Il est constant qu'après la pose des dalles fournies par la société Fabemi, qui n'étaient pas celles qui faisaient l'objet du devis faisant état de dalles en pierres reconstituées "Pividal", elle n'a pas réalisé de traitement de surface. Elle ne saurait s'exonérer de sa responsabilité en alléguant le fait qu'à l'époque de la pose, le traitement de surface n'était pas imposé par les recommandations du fabricant. En effet un tel traitement était fortement recommandé par ce dernier ; en s'abstenant de le pratiquer, elle a commis une négligence fautive de nature à engager sa responsabilité sur le fondement de la responsabilité contractuelle.

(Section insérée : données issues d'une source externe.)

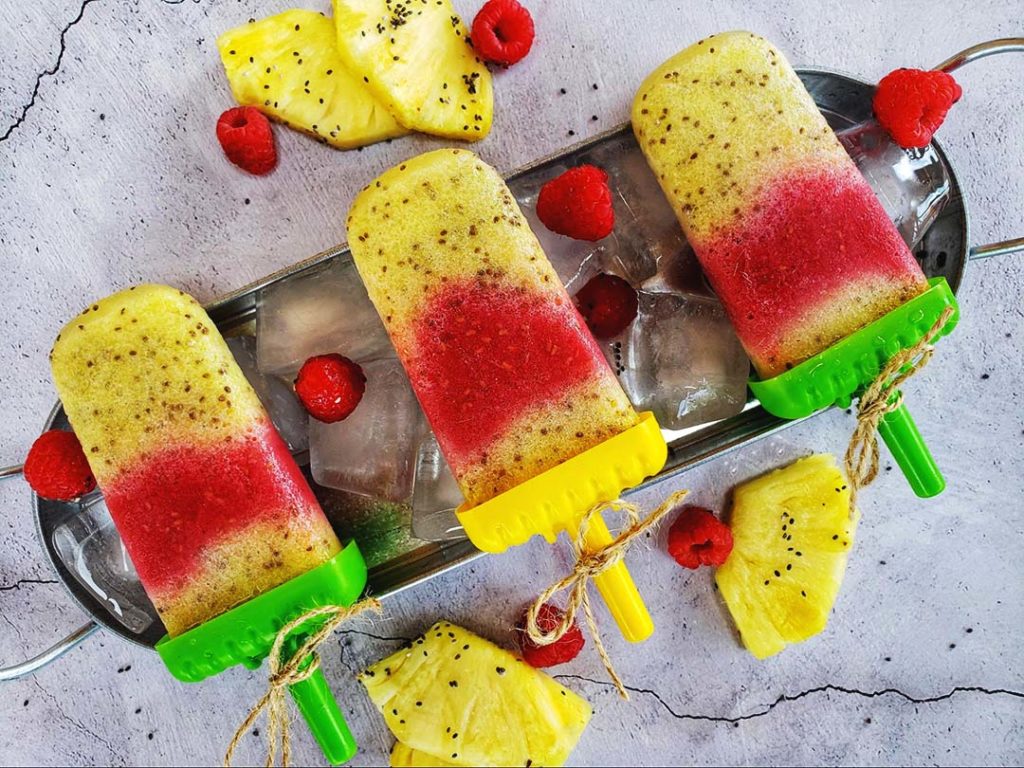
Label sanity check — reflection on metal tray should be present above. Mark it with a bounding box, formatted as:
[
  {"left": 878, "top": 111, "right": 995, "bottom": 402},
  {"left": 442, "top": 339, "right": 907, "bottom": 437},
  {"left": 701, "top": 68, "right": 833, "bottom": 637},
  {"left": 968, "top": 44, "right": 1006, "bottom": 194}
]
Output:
[{"left": 29, "top": 71, "right": 969, "bottom": 655}]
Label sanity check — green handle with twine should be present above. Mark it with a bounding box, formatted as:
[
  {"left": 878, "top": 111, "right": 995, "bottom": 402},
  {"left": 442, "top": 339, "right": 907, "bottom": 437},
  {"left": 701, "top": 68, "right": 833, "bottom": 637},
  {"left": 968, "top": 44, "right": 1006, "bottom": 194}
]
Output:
[
  {"left": 286, "top": 636, "right": 358, "bottom": 765},
  {"left": 879, "top": 397, "right": 946, "bottom": 499},
  {"left": 157, "top": 542, "right": 372, "bottom": 765},
  {"left": 750, "top": 278, "right": 959, "bottom": 498}
]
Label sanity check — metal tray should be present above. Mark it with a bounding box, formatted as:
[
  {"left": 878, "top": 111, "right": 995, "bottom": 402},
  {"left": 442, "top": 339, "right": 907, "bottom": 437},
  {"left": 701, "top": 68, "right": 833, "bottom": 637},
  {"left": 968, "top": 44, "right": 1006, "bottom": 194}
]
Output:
[{"left": 6, "top": 69, "right": 1024, "bottom": 680}]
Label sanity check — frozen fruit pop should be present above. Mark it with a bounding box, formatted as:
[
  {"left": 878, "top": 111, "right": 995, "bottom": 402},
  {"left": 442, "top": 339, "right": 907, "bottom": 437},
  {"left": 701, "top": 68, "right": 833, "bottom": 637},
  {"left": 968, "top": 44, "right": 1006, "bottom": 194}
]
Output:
[
  {"left": 348, "top": 150, "right": 638, "bottom": 506},
  {"left": 50, "top": 286, "right": 340, "bottom": 637},
  {"left": 633, "top": 32, "right": 928, "bottom": 378}
]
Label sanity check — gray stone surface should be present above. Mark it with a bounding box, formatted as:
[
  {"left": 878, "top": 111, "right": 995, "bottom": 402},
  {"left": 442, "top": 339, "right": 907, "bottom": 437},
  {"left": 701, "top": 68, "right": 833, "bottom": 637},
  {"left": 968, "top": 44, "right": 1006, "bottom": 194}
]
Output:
[{"left": 0, "top": 0, "right": 1024, "bottom": 765}]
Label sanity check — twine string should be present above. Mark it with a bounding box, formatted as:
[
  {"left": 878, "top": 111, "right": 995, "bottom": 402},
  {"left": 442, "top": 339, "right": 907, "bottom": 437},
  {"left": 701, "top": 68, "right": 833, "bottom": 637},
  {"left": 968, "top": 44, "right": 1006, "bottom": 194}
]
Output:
[
  {"left": 526, "top": 490, "right": 687, "bottom": 700},
  {"left": 844, "top": 306, "right": 955, "bottom": 515},
  {"left": 224, "top": 598, "right": 381, "bottom": 768}
]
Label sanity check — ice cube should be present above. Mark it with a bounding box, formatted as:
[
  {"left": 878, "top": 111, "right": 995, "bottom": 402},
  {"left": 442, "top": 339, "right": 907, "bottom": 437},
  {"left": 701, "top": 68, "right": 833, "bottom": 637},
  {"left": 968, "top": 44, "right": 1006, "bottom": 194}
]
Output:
[
  {"left": 256, "top": 256, "right": 393, "bottom": 377},
  {"left": 227, "top": 336, "right": 309, "bottom": 454},
  {"left": 837, "top": 120, "right": 951, "bottom": 248},
  {"left": 309, "top": 357, "right": 423, "bottom": 502},
  {"left": 53, "top": 494, "right": 158, "bottom": 634},
  {"left": 314, "top": 486, "right": 425, "bottom": 568},
  {"left": 581, "top": 135, "right": 686, "bottom": 286},
  {"left": 620, "top": 292, "right": 750, "bottom": 429},
  {"left": 515, "top": 165, "right": 613, "bottom": 294},
  {"left": 413, "top": 433, "right": 466, "bottom": 542}
]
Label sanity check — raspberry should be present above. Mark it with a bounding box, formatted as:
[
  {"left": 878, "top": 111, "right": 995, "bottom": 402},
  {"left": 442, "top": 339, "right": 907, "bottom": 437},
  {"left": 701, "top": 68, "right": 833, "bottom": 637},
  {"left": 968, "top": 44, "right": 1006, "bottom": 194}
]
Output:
[
  {"left": 25, "top": 429, "right": 96, "bottom": 502},
  {"left": 295, "top": 354, "right": 367, "bottom": 424},
  {"left": 669, "top": 507, "right": 732, "bottom": 568},
  {"left": 471, "top": 0, "right": 534, "bottom": 67},
  {"left": 575, "top": 272, "right": 639, "bottom": 339},
  {"left": 537, "top": 165, "right": 615, "bottom": 241},
  {"left": 217, "top": 106, "right": 278, "bottom": 176},
  {"left": 873, "top": 70, "right": 963, "bottom": 148},
  {"left": 516, "top": 603, "right": 587, "bottom": 669}
]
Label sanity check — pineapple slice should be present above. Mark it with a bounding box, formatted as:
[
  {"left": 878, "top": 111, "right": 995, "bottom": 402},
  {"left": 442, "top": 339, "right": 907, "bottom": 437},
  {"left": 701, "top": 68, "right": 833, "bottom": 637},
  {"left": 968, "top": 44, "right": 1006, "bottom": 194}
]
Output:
[
  {"left": 359, "top": 622, "right": 592, "bottom": 765},
  {"left": 391, "top": 741, "right": 456, "bottom": 768},
  {"left": 334, "top": 0, "right": 494, "bottom": 141},
  {"left": 217, "top": 10, "right": 408, "bottom": 150},
  {"left": 715, "top": 455, "right": 857, "bottom": 658}
]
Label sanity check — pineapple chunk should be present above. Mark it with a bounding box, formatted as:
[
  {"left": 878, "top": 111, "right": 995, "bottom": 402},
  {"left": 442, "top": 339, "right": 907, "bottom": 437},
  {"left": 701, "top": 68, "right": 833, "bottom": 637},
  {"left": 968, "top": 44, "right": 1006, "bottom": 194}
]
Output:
[
  {"left": 359, "top": 622, "right": 592, "bottom": 766},
  {"left": 391, "top": 741, "right": 456, "bottom": 768},
  {"left": 715, "top": 455, "right": 857, "bottom": 658},
  {"left": 334, "top": 0, "right": 494, "bottom": 141},
  {"left": 217, "top": 10, "right": 408, "bottom": 150}
]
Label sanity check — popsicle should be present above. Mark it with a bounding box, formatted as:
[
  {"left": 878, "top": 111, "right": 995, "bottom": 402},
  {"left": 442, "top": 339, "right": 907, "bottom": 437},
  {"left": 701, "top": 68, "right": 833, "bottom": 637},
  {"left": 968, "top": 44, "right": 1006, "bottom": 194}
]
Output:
[
  {"left": 348, "top": 150, "right": 665, "bottom": 639},
  {"left": 633, "top": 32, "right": 928, "bottom": 379},
  {"left": 50, "top": 285, "right": 340, "bottom": 637}
]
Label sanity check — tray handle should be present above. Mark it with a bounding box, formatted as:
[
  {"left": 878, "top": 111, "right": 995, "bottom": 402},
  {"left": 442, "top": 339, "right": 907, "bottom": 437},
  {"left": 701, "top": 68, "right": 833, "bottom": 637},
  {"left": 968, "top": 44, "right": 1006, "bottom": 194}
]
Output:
[
  {"left": 0, "top": 622, "right": 99, "bottom": 682},
  {"left": 0, "top": 464, "right": 99, "bottom": 682},
  {"left": 967, "top": 238, "right": 1024, "bottom": 261}
]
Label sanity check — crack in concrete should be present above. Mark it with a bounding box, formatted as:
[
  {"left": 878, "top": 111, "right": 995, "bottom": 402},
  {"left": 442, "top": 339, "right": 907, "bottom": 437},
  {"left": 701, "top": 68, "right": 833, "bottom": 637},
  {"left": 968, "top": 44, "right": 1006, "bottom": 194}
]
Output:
[
  {"left": 0, "top": 613, "right": 25, "bottom": 644},
  {"left": 554, "top": 675, "right": 1024, "bottom": 723},
  {"left": 0, "top": 0, "right": 97, "bottom": 141},
  {"left": 0, "top": 579, "right": 57, "bottom": 592},
  {"left": 338, "top": 630, "right": 414, "bottom": 643},
  {"left": 30, "top": 678, "right": 124, "bottom": 765}
]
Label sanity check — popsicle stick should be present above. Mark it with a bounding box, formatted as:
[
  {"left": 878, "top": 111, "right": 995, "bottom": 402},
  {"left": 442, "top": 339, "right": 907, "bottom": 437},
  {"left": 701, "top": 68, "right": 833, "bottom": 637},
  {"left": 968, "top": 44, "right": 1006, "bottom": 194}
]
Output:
[
  {"left": 288, "top": 656, "right": 358, "bottom": 765},
  {"left": 879, "top": 406, "right": 946, "bottom": 499},
  {"left": 568, "top": 514, "right": 654, "bottom": 643}
]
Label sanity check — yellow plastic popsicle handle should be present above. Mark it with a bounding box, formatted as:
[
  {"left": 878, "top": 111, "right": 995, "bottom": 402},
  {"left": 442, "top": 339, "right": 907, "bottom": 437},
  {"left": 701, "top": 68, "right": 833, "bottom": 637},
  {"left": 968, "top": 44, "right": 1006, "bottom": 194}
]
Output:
[
  {"left": 568, "top": 507, "right": 654, "bottom": 643},
  {"left": 456, "top": 413, "right": 669, "bottom": 642}
]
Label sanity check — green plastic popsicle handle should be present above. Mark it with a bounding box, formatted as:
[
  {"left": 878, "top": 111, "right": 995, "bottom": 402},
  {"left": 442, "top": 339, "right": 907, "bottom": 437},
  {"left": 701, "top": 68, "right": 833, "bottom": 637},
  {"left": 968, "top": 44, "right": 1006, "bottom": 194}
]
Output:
[
  {"left": 288, "top": 657, "right": 358, "bottom": 765},
  {"left": 879, "top": 397, "right": 946, "bottom": 499},
  {"left": 157, "top": 542, "right": 367, "bottom": 765},
  {"left": 750, "top": 278, "right": 959, "bottom": 499}
]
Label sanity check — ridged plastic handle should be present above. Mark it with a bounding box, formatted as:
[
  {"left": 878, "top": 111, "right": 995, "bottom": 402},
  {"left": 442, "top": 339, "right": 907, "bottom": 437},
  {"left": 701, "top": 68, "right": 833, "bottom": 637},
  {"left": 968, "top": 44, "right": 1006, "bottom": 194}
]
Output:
[
  {"left": 289, "top": 670, "right": 358, "bottom": 765},
  {"left": 568, "top": 515, "right": 654, "bottom": 643},
  {"left": 879, "top": 406, "right": 946, "bottom": 499}
]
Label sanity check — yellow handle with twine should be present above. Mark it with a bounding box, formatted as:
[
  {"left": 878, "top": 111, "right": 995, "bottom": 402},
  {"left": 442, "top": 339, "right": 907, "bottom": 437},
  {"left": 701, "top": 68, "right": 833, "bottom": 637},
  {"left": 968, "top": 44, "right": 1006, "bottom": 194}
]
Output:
[
  {"left": 526, "top": 490, "right": 688, "bottom": 700},
  {"left": 224, "top": 598, "right": 381, "bottom": 768}
]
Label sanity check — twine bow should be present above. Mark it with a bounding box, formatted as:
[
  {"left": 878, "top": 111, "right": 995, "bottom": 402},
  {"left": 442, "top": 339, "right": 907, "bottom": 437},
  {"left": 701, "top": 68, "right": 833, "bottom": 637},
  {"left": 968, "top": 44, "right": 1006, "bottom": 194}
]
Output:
[
  {"left": 224, "top": 598, "right": 381, "bottom": 768},
  {"left": 844, "top": 306, "right": 955, "bottom": 514},
  {"left": 526, "top": 490, "right": 687, "bottom": 701}
]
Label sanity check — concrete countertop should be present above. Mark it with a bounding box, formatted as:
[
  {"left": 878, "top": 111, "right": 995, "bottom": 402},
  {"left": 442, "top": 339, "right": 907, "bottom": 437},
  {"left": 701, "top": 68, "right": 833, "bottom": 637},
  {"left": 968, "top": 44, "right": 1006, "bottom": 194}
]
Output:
[{"left": 0, "top": 0, "right": 1024, "bottom": 765}]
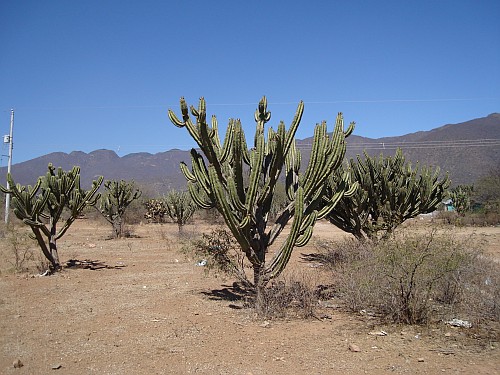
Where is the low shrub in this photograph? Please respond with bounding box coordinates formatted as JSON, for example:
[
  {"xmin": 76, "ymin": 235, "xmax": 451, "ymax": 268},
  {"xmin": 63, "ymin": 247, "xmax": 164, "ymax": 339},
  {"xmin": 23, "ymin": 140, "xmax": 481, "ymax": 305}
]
[
  {"xmin": 253, "ymin": 275, "xmax": 317, "ymax": 319},
  {"xmin": 183, "ymin": 227, "xmax": 251, "ymax": 286},
  {"xmin": 323, "ymin": 230, "xmax": 500, "ymax": 324}
]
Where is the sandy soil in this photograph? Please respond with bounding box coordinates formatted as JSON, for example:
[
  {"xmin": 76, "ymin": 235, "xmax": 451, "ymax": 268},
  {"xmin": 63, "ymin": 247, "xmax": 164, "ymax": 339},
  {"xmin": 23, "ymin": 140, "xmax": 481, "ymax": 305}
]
[{"xmin": 0, "ymin": 220, "xmax": 500, "ymax": 375}]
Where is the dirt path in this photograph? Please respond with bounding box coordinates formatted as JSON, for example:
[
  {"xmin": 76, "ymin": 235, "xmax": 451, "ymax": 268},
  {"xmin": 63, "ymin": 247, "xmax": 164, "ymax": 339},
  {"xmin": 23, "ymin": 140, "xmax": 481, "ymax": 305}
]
[{"xmin": 0, "ymin": 220, "xmax": 500, "ymax": 375}]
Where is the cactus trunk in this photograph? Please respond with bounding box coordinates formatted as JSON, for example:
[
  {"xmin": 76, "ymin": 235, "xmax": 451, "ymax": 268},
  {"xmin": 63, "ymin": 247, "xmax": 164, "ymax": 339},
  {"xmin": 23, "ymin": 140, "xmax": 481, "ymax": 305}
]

La SARL Sud Ouest Créations, pour s'exonérer de sa responsabilité, soutient que les dalles livrées par la société Fabemi sont entachées d'un vice caché ; elle ne démontre cependant pas par les pièces qu'elle verse aux débats, l'existence d'un vice intrinsèque des dalles litigieuses.
En sa qualité de professionnel, elle ne pouvait ignorer le phénomène d'efflorescence qui est récurrent en ce qui concerne les dalles en pierres reconstituées ; elle a ignoré les conseils de pose fortement recommandés par fabricant ; dès lors son recours à l'encontre de la société Fabemi Environnement ne saurait prospérer ni sur le fondement de la garantie des vices cachés, ni sur celui d'un manquement du fabricant à son obligation d'information.
- Sur le montant de l'indemnisation des époux C. :
Les époux C. sont fondés à obtenir la réparation intégrale de leur préjudice, laquelle suppose la dépose des dalles et la pose d'un nouveau carrelage.
L'expert chiffre à la somme de 14.244 euros HT (soit 17.092,80 euros TTC en tenant compte d'une TVA à 20%) le montant de ces travaux ; il convient en conséquence de condamner la société Sud Ouest Créations à payer cette somme aux époux C., déduction faite de la somme de 3.650 euros restant due sur la facture n° 102012002 du 1er octobre 2012.
Les époux C. subissent par ailleurs un préjudice de jouissance indiscutable, qu'il convient de réparer par la condamnation de la société Sud Ouest Créations à leur payer une somme de 1.000 euros à ce titre.
Sur les dépens et l'article 700 du Code de procédure civile :
La société Sud Ouest Créations, qui succombe, devra supporter les entiers dépens de première instance et d'appel, en ce compris ceux de l'instance en référé et le coût du rapport d'expertise de M. Tempier. Elle sera par ailleurs déboutée de sa demande au titre des frais irrépétibles.
Il serait en l'espèce inéquitable de laisser à la charge des époux C. d'une part, et à celle de la société Fabemi Environnement, d'autre part, les frais exposés non compris dans les dépens ; il convient de faire droit, en cause d'appel, à leur demande formée au titre de l'article 700 du Code de procédure civile, à concurrence de la somme de 2.000 euros.
Par ces motifs : LA COUR, Confirme en toutes ses dispositions le jugement déféré. Y ajoutant : Condamne la société Sud Ouest Créations à payer, en cause d'appel, aux époux C. d'une part, à la société Fabemi Environnement, d'autre part, la somme de 2.000 euros au titre de l'article 700 du Code de procédure civile. Déboute la société Sud Ouest Créations de sa demande formée à ce même titre. Condamne la société Sud Ouest Créations aux dépens de l'appel.